- И-и, батенька, скажете тоже! А сколько эти ваши автоматонные паровые работники стоят? Еще к каждому человек обученный нужен, рычагами двигать… То ли дело голем – дашь ему задание, он и будет делать, пока не остановят!

– Так ведь глиняная же кукла, откуда соображение? – молодой инженер проводил взглядом голема, вернувшегося за новой «вязанкой» шпал.

- На то при куклах имеется кукловод. – хмыкнул старший, кивком указывая на появившуюся возле насыпи длинную фигуру в черном.

- Раввин? – младший понизил голос, будто его могли услышать.

- А кто каббалистом может быть, по-вашему? – усмехнулся старший. – Идемте, я вас познакомлю. Сегодня ребе Шмуэль дежурит – он человек молодой, прогрессивный. С ним и о деле поговорить можно, и последние сочинения Чехова обсудить.

Шагающий им навстречу раввин вдруг замер… подался вперед… сунул руку за пазуху длинного черного лапсердака и…

Инженеру в грудь смотрело дуло паро-беллума. Тонкая, даже тощая, рука молодого раввина держала тяжелое оружие с неожиданной твердостью.

- Это как прикажете понимать, Шмуэль Бенционович? – чуть ли не вкапываясь подошвами в землю, возмущенно вскричал инженер.

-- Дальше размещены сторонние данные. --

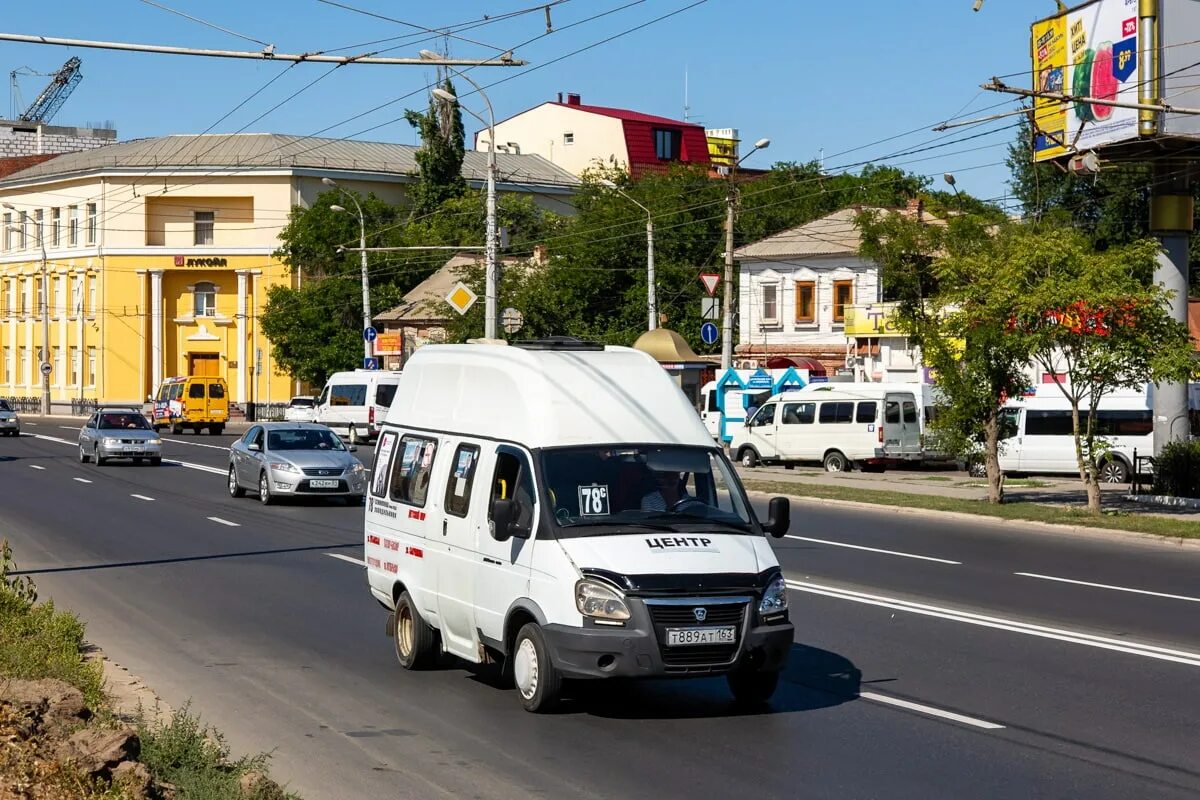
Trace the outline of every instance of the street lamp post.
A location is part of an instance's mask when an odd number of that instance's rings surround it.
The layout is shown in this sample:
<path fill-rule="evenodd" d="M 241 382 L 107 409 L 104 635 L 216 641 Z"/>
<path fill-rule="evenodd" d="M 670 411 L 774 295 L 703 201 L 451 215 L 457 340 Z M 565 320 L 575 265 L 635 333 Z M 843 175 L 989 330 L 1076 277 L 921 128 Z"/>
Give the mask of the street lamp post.
<path fill-rule="evenodd" d="M 725 192 L 725 292 L 721 297 L 721 370 L 733 366 L 733 223 L 737 215 L 737 184 L 734 175 L 741 163 L 759 150 L 771 146 L 770 139 L 759 139 L 754 149 L 739 158 L 729 169 Z"/>
<path fill-rule="evenodd" d="M 337 181 L 335 181 L 333 178 L 321 178 L 321 183 L 337 189 L 342 194 L 346 195 L 346 197 L 349 197 L 350 201 L 354 203 L 354 208 L 358 211 L 358 255 L 359 264 L 362 268 L 363 328 L 366 329 L 371 327 L 371 282 L 370 278 L 367 277 L 367 218 L 366 215 L 363 214 L 362 206 L 358 203 L 358 198 L 356 198 L 350 192 L 347 192 L 342 187 L 338 186 Z M 344 206 L 331 205 L 329 209 L 339 213 L 346 213 Z M 367 359 L 371 357 L 373 351 L 374 344 L 367 341 L 366 336 L 363 336 L 364 367 L 367 364 Z"/>
<path fill-rule="evenodd" d="M 420 55 L 421 58 L 427 60 L 442 58 L 442 56 L 432 50 L 422 50 Z M 483 91 L 482 86 L 471 80 L 471 77 L 465 72 L 459 72 L 451 67 L 446 67 L 446 69 L 474 86 L 475 91 L 483 98 L 484 105 L 487 106 L 488 118 L 484 119 L 462 103 L 459 103 L 458 97 L 445 89 L 439 87 L 432 92 L 433 96 L 443 103 L 457 104 L 459 108 L 486 125 L 488 129 L 487 241 L 485 242 L 487 249 L 484 251 L 486 278 L 483 290 L 483 336 L 485 339 L 495 339 L 498 336 L 496 333 L 496 293 L 498 284 L 500 283 L 496 258 L 496 114 L 492 110 L 492 101 L 488 99 L 487 93 Z"/>
<path fill-rule="evenodd" d="M 654 214 L 612 181 L 602 180 L 600 184 L 608 189 L 612 189 L 646 212 L 646 313 L 649 317 L 647 330 L 654 330 L 658 327 L 658 292 L 654 286 Z"/>
<path fill-rule="evenodd" d="M 15 210 L 11 203 L 4 203 L 4 207 L 10 211 Z M 25 229 L 23 227 L 9 225 L 8 229 L 20 233 L 22 244 L 24 244 Z M 42 251 L 42 358 L 38 365 L 38 370 L 42 373 L 41 413 L 48 416 L 50 414 L 50 373 L 46 370 L 45 365 L 50 364 L 50 272 L 49 261 L 46 259 L 46 242 L 42 238 L 42 226 L 35 222 L 34 230 L 37 232 L 38 248 Z"/>

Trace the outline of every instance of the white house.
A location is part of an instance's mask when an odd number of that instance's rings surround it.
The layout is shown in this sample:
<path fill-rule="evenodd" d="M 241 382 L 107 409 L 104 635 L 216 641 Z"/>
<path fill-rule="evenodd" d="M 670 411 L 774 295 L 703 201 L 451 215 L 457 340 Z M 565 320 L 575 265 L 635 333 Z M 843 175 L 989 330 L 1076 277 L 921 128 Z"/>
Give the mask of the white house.
<path fill-rule="evenodd" d="M 919 380 L 920 360 L 907 340 L 872 327 L 886 314 L 875 313 L 885 308 L 879 265 L 858 254 L 855 218 L 863 210 L 844 208 L 734 251 L 741 265 L 735 358 L 742 366 L 818 361 L 829 374 L 850 370 L 860 380 Z M 919 201 L 874 210 L 945 224 L 925 215 Z"/>

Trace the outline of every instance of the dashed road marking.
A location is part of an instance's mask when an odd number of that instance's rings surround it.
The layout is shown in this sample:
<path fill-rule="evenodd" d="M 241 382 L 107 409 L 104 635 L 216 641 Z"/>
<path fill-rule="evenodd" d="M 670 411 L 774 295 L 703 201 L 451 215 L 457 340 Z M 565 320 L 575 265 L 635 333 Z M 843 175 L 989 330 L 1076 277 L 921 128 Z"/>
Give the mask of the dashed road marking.
<path fill-rule="evenodd" d="M 946 711 L 942 708 L 934 708 L 933 706 L 927 706 L 922 703 L 913 703 L 909 700 L 901 700 L 899 697 L 888 697 L 885 694 L 876 694 L 875 692 L 859 692 L 858 696 L 863 700 L 870 700 L 873 703 L 883 703 L 889 706 L 905 708 L 909 711 L 916 711 L 920 714 L 929 714 L 933 717 L 941 717 L 942 719 L 961 722 L 964 725 L 971 725 L 976 728 L 983 728 L 984 730 L 996 731 L 1003 730 L 1004 728 L 1003 725 L 998 725 L 995 722 L 988 722 L 985 719 L 976 719 L 975 717 L 956 714 L 953 711 Z"/>
<path fill-rule="evenodd" d="M 367 565 L 367 562 L 363 561 L 362 559 L 354 558 L 353 556 L 344 556 L 341 553 L 326 553 L 325 555 L 329 556 L 330 558 L 336 558 L 338 561 L 346 561 L 351 564 L 357 564 L 360 567 L 365 567 Z"/>
<path fill-rule="evenodd" d="M 79 481 L 80 483 L 91 483 L 87 478 L 72 478 L 71 480 Z"/>
<path fill-rule="evenodd" d="M 79 428 L 77 428 L 77 427 L 72 427 L 72 426 L 70 426 L 70 425 L 59 425 L 58 427 L 62 428 L 64 431 L 77 431 L 77 430 L 79 430 Z"/>
<path fill-rule="evenodd" d="M 45 467 L 41 466 L 40 464 L 30 464 L 30 465 L 29 465 L 29 468 L 30 468 L 30 469 L 40 469 L 40 470 L 45 470 L 45 469 L 46 469 Z"/>
<path fill-rule="evenodd" d="M 1152 592 L 1149 589 L 1130 589 L 1127 586 L 1111 586 L 1107 583 L 1092 583 L 1091 581 L 1076 581 L 1071 578 L 1056 578 L 1053 575 L 1039 575 L 1036 572 L 1014 572 L 1013 575 L 1021 575 L 1026 578 L 1040 578 L 1044 581 L 1058 581 L 1059 583 L 1073 583 L 1077 586 L 1090 586 L 1093 589 L 1111 589 L 1114 592 L 1130 592 L 1131 594 L 1148 594 L 1151 597 L 1165 597 L 1168 600 L 1187 600 L 1192 603 L 1200 603 L 1200 597 L 1189 597 L 1186 594 L 1167 594 L 1166 592 Z"/>
<path fill-rule="evenodd" d="M 153 498 L 153 497 L 146 497 L 146 495 L 144 495 L 144 494 L 131 494 L 131 495 L 129 495 L 129 496 L 130 496 L 130 497 L 136 497 L 138 500 L 147 500 L 147 501 L 149 501 L 149 502 L 151 502 L 151 503 L 153 503 L 153 502 L 154 502 L 154 498 Z"/>
<path fill-rule="evenodd" d="M 824 595 L 837 600 L 849 600 L 854 603 L 881 606 L 883 608 L 891 608 L 897 611 L 907 611 L 910 614 L 920 614 L 926 617 L 938 617 L 941 619 L 951 620 L 952 622 L 963 622 L 968 625 L 979 625 L 984 628 L 995 628 L 997 630 L 1010 631 L 1012 633 L 1021 633 L 1026 636 L 1037 636 L 1042 639 L 1056 639 L 1060 642 L 1070 642 L 1072 644 L 1081 644 L 1087 647 L 1097 647 L 1101 650 L 1113 650 L 1118 653 L 1128 653 L 1130 655 L 1141 656 L 1142 658 L 1153 658 L 1159 661 L 1173 661 L 1176 664 L 1187 664 L 1191 667 L 1200 667 L 1200 653 L 1189 652 L 1187 650 L 1175 650 L 1168 647 L 1159 647 L 1158 645 L 1143 644 L 1141 642 L 1129 641 L 1125 639 L 1112 639 L 1107 636 L 1097 636 L 1092 633 L 1083 633 L 1082 631 L 1074 631 L 1068 628 L 1051 628 L 1046 625 L 1035 625 L 1030 622 L 1022 622 L 1017 619 L 976 614 L 970 611 L 960 611 L 954 608 L 933 606 L 925 603 L 914 603 L 911 600 L 901 600 L 896 597 L 867 594 L 865 592 L 842 589 L 837 586 L 826 586 L 818 583 L 808 583 L 806 581 L 788 581 L 787 585 L 789 589 L 794 589 L 798 592 Z"/>
<path fill-rule="evenodd" d="M 186 444 L 186 445 L 190 445 L 192 447 L 207 447 L 211 450 L 226 450 L 226 451 L 229 450 L 228 447 L 222 447 L 221 445 L 204 444 L 203 442 L 185 442 L 183 439 L 168 439 L 165 436 L 162 437 L 162 440 L 164 442 L 174 442 L 175 444 Z"/>
<path fill-rule="evenodd" d="M 68 444 L 71 447 L 76 447 L 79 444 L 79 442 L 70 442 L 70 441 L 67 441 L 66 439 L 60 439 L 57 436 L 46 436 L 41 433 L 33 434 L 33 438 L 42 439 L 47 442 L 58 442 L 59 444 Z M 194 470 L 198 470 L 200 472 L 211 472 L 214 475 L 224 475 L 225 474 L 225 470 L 223 470 L 223 469 L 218 469 L 217 467 L 205 466 L 204 464 L 193 464 L 190 461 L 176 461 L 175 459 L 172 459 L 172 458 L 164 458 L 163 463 L 164 464 L 173 464 L 177 467 L 185 467 L 187 469 L 194 469 Z"/>
<path fill-rule="evenodd" d="M 921 561 L 936 561 L 939 564 L 953 564 L 955 566 L 962 565 L 961 561 L 951 561 L 948 558 L 934 558 L 933 556 L 919 556 L 916 553 L 902 553 L 899 550 L 881 550 L 878 547 L 865 547 L 861 544 L 848 544 L 846 542 L 834 542 L 834 541 L 830 541 L 829 539 L 813 539 L 810 536 L 795 536 L 795 535 L 789 533 L 784 538 L 785 539 L 799 539 L 802 542 L 817 542 L 818 544 L 828 544 L 828 545 L 833 545 L 834 547 L 849 547 L 852 550 L 867 550 L 868 552 L 871 552 L 871 553 L 883 553 L 884 555 L 900 556 L 901 558 L 916 558 L 916 559 L 920 559 Z"/>
<path fill-rule="evenodd" d="M 212 520 L 213 522 L 217 523 L 218 525 L 228 525 L 231 528 L 242 527 L 242 524 L 240 522 L 230 522 L 229 520 L 221 519 L 220 517 L 209 517 L 209 519 Z"/>

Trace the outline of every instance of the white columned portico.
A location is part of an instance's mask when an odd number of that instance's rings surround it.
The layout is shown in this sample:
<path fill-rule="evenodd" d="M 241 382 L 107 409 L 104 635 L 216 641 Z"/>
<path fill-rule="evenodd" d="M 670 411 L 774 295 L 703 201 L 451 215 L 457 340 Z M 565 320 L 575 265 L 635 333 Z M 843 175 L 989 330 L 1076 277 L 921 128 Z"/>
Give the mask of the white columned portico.
<path fill-rule="evenodd" d="M 162 383 L 162 276 L 163 270 L 150 270 L 150 380 L 151 391 Z"/>
<path fill-rule="evenodd" d="M 55 376 L 54 383 L 65 388 L 71 385 L 71 348 L 67 341 L 67 305 L 71 302 L 71 286 L 66 272 L 59 272 L 55 280 L 58 281 L 58 291 L 54 295 L 54 313 L 58 315 L 58 352 L 62 354 L 63 368 L 62 373 Z M 55 369 L 58 369 L 57 365 Z"/>
<path fill-rule="evenodd" d="M 250 271 L 237 271 L 237 403 L 245 406 L 249 401 L 246 391 L 246 288 Z"/>

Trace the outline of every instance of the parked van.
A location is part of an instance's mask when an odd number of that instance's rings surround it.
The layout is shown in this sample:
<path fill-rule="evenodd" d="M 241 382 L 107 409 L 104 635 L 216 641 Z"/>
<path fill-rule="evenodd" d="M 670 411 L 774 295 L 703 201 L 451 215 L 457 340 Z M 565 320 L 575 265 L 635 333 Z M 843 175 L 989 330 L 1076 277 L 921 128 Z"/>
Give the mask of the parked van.
<path fill-rule="evenodd" d="M 1086 424 L 1086 406 L 1080 424 Z M 1013 400 L 1001 422 L 1000 469 L 1078 475 L 1071 405 L 1061 395 Z M 1133 451 L 1154 454 L 1154 413 L 1145 394 L 1102 398 L 1096 415 L 1096 442 L 1102 448 L 1102 483 L 1127 483 L 1133 473 Z"/>
<path fill-rule="evenodd" d="M 229 421 L 229 387 L 214 375 L 167 378 L 147 399 L 153 404 L 150 424 L 155 431 L 169 427 L 176 435 L 185 428 L 218 434 Z"/>
<path fill-rule="evenodd" d="M 399 372 L 335 372 L 317 397 L 313 419 L 342 434 L 351 444 L 372 441 L 379 435 L 399 383 Z"/>
<path fill-rule="evenodd" d="M 882 471 L 921 459 L 920 412 L 911 391 L 839 386 L 782 392 L 734 435 L 730 452 L 745 467 L 819 461 L 828 472 Z"/>
<path fill-rule="evenodd" d="M 871 381 L 853 381 L 853 382 L 838 382 L 838 383 L 810 383 L 803 389 L 802 392 L 831 392 L 831 391 L 869 391 L 876 392 L 879 390 L 891 389 L 899 392 L 912 392 L 917 400 L 917 421 L 921 426 L 921 460 L 923 462 L 933 461 L 953 461 L 954 456 L 949 453 L 943 453 L 934 449 L 932 445 L 932 436 L 930 431 L 930 423 L 933 422 L 938 412 L 938 392 L 937 387 L 929 383 L 900 383 L 900 382 L 871 382 Z"/>
<path fill-rule="evenodd" d="M 637 391 L 629 387 L 636 386 Z M 564 678 L 726 675 L 765 702 L 787 586 L 689 400 L 645 353 L 576 340 L 427 345 L 376 447 L 371 594 L 401 665 L 502 661 L 524 707 Z"/>

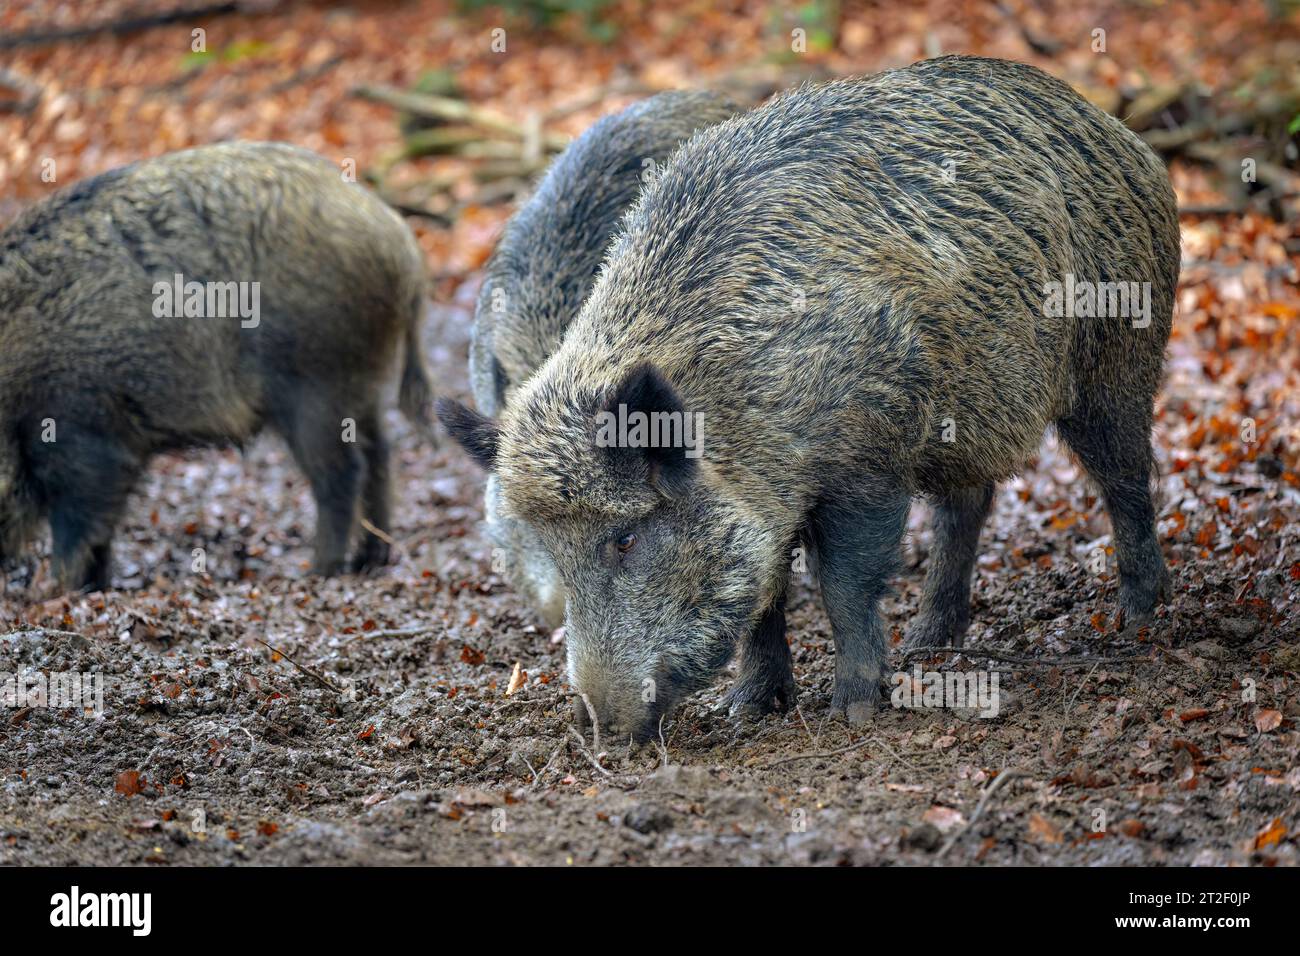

- Господин Пахомов? – темные, опушенные длинными, почти девичьими ресницами, глаза молодого раввина растерянно сощурились… Он неловко сунул паро-беллум обратно за пазуху и водрузил на нос пенсне. – И правда – вы! Простите… - он отчаянно, до покрасневших щек смутился.

- Белены вы объелись? – Пахомов в два шага оказался рядом с каббалистом. – Что за шутки?

- Еще раз прошу прощения… Я не узнал вас – в темноте и…

- И при вашей близорукости! – бесцеремонно указывая на пенсне, фыркнул Пахомов. – Погодите! Это вы, что ли, давеча стреляли? – он вспомнил недавний грохот. – В кого?

- Не знаю! Может, в пса какого… - каббалист вдруг, словно озябнув, передернул худыми узкими плечами. – А может, в волка… В ковыле пряталось и глядело на меня, глядело… Повернусь – взгляд пропадает, стоит снова отвернуться – глядят! Недобро так - будто бурав в затылок ввинчивается. – он сдвинул на лоб шляпу с круглыми полями и потер затылок. – Я и пальнул для острастки. А оно – шур-шур-шур, как побежит, только ковыль закачался! Большое…

- Э-э… Шмуэль Бенционович, а вы… всегда по ночам работаете? – настороженно спросил молодой.

- Тьфу ты, пропасть, с вами вовсе соображение потерять можно! Знакомьтесь, давний товарищ мой, тот самый Карташов Артемий Николаевич, которого мы так ждали.

- Весьма приятно познакомиться… - пенсне каббалиста ехидно блеснуло, и он добавил. - …с господином, который полагает, что я свихнулся от ночной работы.

- Я вовсе не то имел в виду! - запротестовал Карташов, вспыхнувшей на щеках краской выдавая, что очень даже «то».

- Возможно, вы правы… - насмешливо кивнул каббалист… и вдруг замер, прислушиваясь и даже поднимаясь на носках, как степной суслик. – Только вот едет кто-то… Кому бы тут ездить по ночам?

Карташов почувствовал, что начинает злиться:

- Что тут можно услышать?

Над насыпью царил шум стройки: тяжеловесный топот големов, лязг металла, звуки ударов…

- Так то ж мои «йоськи» шумят – я их и не замечаю. - продолжал вслушиваться каббалист.

- «Йоськи»?

- Говорят, первого, пражского голема Йозефом назвали… - рассеяно отозвался Пахомов, тоже вслушиваясь. – Даже если и едут, сторож их…

Над степью разнесся протяжный, мучительный крик.

Каббалист снова торопливо сунул руку за пазуху. Высокий степной ковыль у насыпи пошел волной… и вдруг раздвинулся. Резко вспыхнул переносной фонарь – точно с него тряпку сдернули. Человек в мундире вынырнул из ковыля так неожиданно, будто… лежал там в засаде, а теперь поднялся, позволяя себя увидеть.